Exponential equations are unique and powerful mathematical expressions where variables appear as exponents. In the given problem, we are presented with an equation of the form \(2 = (1.02)^t\). Here, the variable \(t\) is the exponent applied to the base 1.02. Exponential equations can model rapid growth or decay, such as population growth, radioactive decay, or interest compounding.

When solving exponential equations, a common technique is applying logarithms because they help in isolating the exponent. By using logarithms, we can convert an exponential equation into a more manageable linear form. This conversion simplifies the process of solving for the unknown exponent.

It's important to choose the correct logarithm. In this exercise, we use the natural logarithm (ln), a logarithm with base \(e\), where \(e\) approximates to 2.718. Natural logarithms are particularly useful in calculus and are often used with exponential growth or decay problems.

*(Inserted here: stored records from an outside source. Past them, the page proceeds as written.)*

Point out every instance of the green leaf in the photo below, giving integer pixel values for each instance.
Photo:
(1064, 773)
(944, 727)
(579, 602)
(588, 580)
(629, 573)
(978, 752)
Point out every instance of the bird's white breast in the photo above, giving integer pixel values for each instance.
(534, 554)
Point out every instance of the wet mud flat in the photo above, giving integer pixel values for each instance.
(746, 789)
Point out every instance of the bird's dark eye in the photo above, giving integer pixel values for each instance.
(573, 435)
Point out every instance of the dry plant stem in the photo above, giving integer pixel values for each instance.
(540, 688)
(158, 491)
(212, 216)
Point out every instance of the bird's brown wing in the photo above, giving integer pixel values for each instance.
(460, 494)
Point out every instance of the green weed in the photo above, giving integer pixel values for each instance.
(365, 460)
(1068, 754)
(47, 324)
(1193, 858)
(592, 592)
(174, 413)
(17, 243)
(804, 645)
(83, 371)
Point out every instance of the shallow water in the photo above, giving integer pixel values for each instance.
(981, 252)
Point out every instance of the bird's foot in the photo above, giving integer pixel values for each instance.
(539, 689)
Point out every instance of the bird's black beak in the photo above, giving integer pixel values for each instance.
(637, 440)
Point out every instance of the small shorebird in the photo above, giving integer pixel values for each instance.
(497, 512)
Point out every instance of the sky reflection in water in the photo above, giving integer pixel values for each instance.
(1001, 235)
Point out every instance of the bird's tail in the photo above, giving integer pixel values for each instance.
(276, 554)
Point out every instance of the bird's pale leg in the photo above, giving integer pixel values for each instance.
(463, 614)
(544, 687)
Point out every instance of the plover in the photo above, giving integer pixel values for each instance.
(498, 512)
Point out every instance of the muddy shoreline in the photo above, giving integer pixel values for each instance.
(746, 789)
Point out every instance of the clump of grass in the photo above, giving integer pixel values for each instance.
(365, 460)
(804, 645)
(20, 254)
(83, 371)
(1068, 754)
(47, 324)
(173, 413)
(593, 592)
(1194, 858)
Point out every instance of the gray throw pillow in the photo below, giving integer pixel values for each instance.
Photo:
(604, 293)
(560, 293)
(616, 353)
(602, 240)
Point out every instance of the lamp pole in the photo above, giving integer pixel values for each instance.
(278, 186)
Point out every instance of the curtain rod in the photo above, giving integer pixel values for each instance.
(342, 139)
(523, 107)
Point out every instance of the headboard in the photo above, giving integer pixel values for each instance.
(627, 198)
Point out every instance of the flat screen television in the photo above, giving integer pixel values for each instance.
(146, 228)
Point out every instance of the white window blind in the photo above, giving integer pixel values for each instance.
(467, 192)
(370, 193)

The power rule of logarithms is a manipulation tool aiding in simplifying expressions where exponents are involved. It states that \(\ln(a^b) = b \cdot \ln(a)\). This rule helps us pull down exponents, making them simpler to work with.

In our problem, we started with \(\ln((1.02)^t)\). By applying the power rule, we transformed this into \(t \cdot \ln(1.02)\). This step was crucial as it moves the variable \(t\) from an exponent to a coefficient, making it directly solvable through basic algebraic methods.

• Simplification: Reduces complex exponential problems into simpler, linear forms.
• Application: Widely used in solving and deriving exponential growth and decay equations.

This ability to simplify equations makes the power rule a cornerstone technique in logarithmic equations.

Solving logarithmic equations involves strategic reasoning, primarily aimed at isolating the variable of interest. In logarithmic form, equations often require several steps of simplification and division to solve for the unknown.

The original problem requires finding \(t\) in \(\ln(2) = t \cdot \ln(1.02)\). To extract \(t\), we perform basic algebraic operations, specifically division. We divide both sides of the equation by \(\ln(1.02)\), effectively isolating \(t\) and providing an exact solution: \(t = \frac{\ln(2)}{\ln(1.02)}\).

Calculating further using a calculator provides an approximate value of \(t = 35.003\). This approach not only gives us the solution but illuminates how logarithms simplify and unravel exponential structures.

• Equation Rearrangement: Key step to isolate variables.
• Computation: Requires calculator for accuracy.

Recognizing these patterns and steps enriches your mathematical problem-solving toolkit.